Mini-Project

Mar 02, 2008 22:58

So, sometime in the early nineties, when I was getting down to DC on business quite a bit, I picked up a couple of slabs cut from geodes at one of the Smithsonian gift shops. I brought them home, but then I ran into a slight problem. I had no good way to display them. They're ellipticalish slices of rock, 3/16" thick or so, and they need some sort of help to stand upright so one can view the beauty of the rock from across the room. I suppose a couple of those contraptions used to display plates might work, although the slabs are much smaller than the average comemorative plate, but I didn't have any. So I put the two slabs flat on top of my stereo etagere to give myself a little time to consider the matter.

A couple of years later, I needed to figure out a way to make some stand-up 8½ x 11" signs for our trade show booth at work. I used foam board to create the signs themselves, but I needed a way to make them stand upright. The usual way of doing it would've been to glue one of those folding cardboard stands onto the back of each sign, but I thought they were a bit too flimsy and too easy to knock over. I wound up taking some 1 x 3 x 8" oak stock and cutting a slot along its length just wide enough to hold the foam board snuggly. I angled the slot back slightly both to improve the viewing angle, and also to put the center of gravity back closer to the center of the stand, which made it nice and stable. They worked great for many years.

I figured that one day I could do something similar for my geodes. The problem was that the slabs were sitting flat on top of a set of shelves, so I rarely ever even saw them, much less thought about making stands for them. Then they got put in a box up in the attic when I moved in 2000, and I didn't see them again until last fall. I put them on the table in my office, where every now and then I'd see them and think that I really ought to make stands for them. Today I finally something about it.

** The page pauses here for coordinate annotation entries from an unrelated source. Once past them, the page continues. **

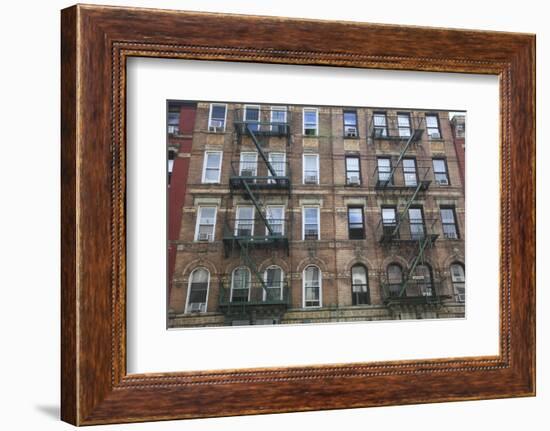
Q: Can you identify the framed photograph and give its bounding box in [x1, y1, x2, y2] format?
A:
[61, 5, 535, 425]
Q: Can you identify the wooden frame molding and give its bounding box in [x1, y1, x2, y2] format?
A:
[61, 5, 535, 425]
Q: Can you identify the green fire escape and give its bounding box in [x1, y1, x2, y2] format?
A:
[219, 106, 291, 324]
[371, 113, 441, 305]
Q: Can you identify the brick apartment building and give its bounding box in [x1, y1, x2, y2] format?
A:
[168, 101, 465, 328]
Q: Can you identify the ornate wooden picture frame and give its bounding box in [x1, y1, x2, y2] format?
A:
[61, 5, 535, 425]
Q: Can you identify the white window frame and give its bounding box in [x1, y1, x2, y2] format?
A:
[208, 103, 227, 133]
[302, 153, 321, 185]
[302, 107, 319, 137]
[302, 205, 321, 241]
[269, 106, 288, 131]
[243, 105, 262, 131]
[184, 266, 210, 314]
[239, 151, 258, 177]
[265, 205, 286, 236]
[229, 266, 252, 302]
[267, 151, 286, 183]
[202, 150, 223, 184]
[262, 265, 285, 301]
[195, 205, 218, 242]
[235, 205, 256, 236]
[302, 265, 323, 308]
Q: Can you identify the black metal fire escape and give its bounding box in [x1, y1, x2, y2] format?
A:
[219, 107, 291, 320]
[371, 114, 440, 304]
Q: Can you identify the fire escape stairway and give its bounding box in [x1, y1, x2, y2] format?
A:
[380, 124, 433, 297]
[237, 123, 284, 294]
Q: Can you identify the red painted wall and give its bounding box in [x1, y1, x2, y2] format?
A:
[168, 105, 197, 294]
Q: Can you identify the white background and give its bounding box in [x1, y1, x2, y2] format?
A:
[0, 0, 550, 431]
[127, 58, 500, 373]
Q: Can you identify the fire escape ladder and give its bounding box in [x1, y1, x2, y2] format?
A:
[399, 235, 432, 296]
[388, 129, 419, 184]
[241, 178, 274, 235]
[237, 240, 268, 293]
[392, 181, 422, 236]
[245, 123, 277, 177]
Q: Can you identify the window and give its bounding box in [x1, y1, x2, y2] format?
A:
[433, 159, 450, 186]
[387, 263, 403, 296]
[397, 112, 411, 138]
[409, 208, 424, 239]
[168, 149, 178, 185]
[231, 266, 250, 302]
[413, 264, 434, 296]
[441, 207, 458, 239]
[202, 151, 222, 183]
[378, 157, 391, 183]
[403, 159, 418, 187]
[382, 207, 399, 236]
[265, 205, 285, 235]
[168, 106, 181, 135]
[263, 266, 284, 301]
[455, 124, 466, 138]
[426, 114, 441, 139]
[239, 153, 258, 177]
[303, 108, 319, 136]
[351, 264, 370, 305]
[195, 207, 217, 241]
[208, 103, 227, 132]
[268, 153, 286, 183]
[451, 263, 466, 302]
[346, 156, 361, 186]
[243, 105, 260, 132]
[302, 207, 320, 240]
[185, 268, 210, 313]
[344, 111, 359, 138]
[303, 154, 319, 184]
[303, 265, 321, 307]
[235, 206, 254, 237]
[348, 207, 365, 239]
[271, 106, 288, 133]
[373, 112, 388, 138]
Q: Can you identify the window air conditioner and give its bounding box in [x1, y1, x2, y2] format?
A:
[348, 175, 360, 185]
[199, 232, 212, 241]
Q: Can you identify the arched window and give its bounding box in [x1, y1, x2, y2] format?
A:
[186, 268, 210, 313]
[303, 265, 322, 307]
[451, 263, 466, 302]
[351, 264, 370, 305]
[414, 264, 435, 296]
[263, 265, 284, 301]
[231, 266, 250, 302]
[387, 263, 403, 296]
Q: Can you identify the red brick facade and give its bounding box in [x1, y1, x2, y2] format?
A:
[168, 102, 465, 327]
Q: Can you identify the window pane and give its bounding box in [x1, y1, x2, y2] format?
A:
[351, 265, 367, 284]
[245, 106, 260, 121]
[304, 155, 317, 171]
[441, 208, 455, 223]
[212, 105, 225, 120]
[382, 208, 396, 223]
[304, 110, 317, 126]
[344, 111, 357, 126]
[206, 153, 221, 169]
[348, 208, 363, 227]
[397, 114, 411, 127]
[200, 207, 216, 224]
[451, 263, 466, 283]
[346, 157, 359, 171]
[433, 159, 446, 172]
[426, 115, 439, 129]
[374, 114, 386, 126]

I had an old maple board that I'd used as a prototype for another piece of display hardware for work, and it had just enough clear wood left for me to make the two stands. They wound up being about 3½" long and 1¾" wide. The slots and the face of each are 10° off the vertical. The two slabs have slightly different thicknesses, so I cut the slots using multiple passes though the blade, just moving the rip fence over a skosh before each pass, then testing to see if the fit was snug. The main problem with the whole process is that working with small pieces of wood that close to a table saw blade is tricky business. There are just too many opportunities for collateral damage if you're not careful. I also discovered that one is better off hand sanding small pieces like this than trying to use even a small electric sander.

After sanding everything smooth, I applied a couple of coats of spray satin finish, then polished them with steel wool. They look good, and only took an hour or so to make. Eighteen perfectly good years or so of procrastination gone in a comparative blink. Now I can look up at the pieces of geode on the shelf over my desk and contemplate how much they look like miniature Star Trek time travel devices.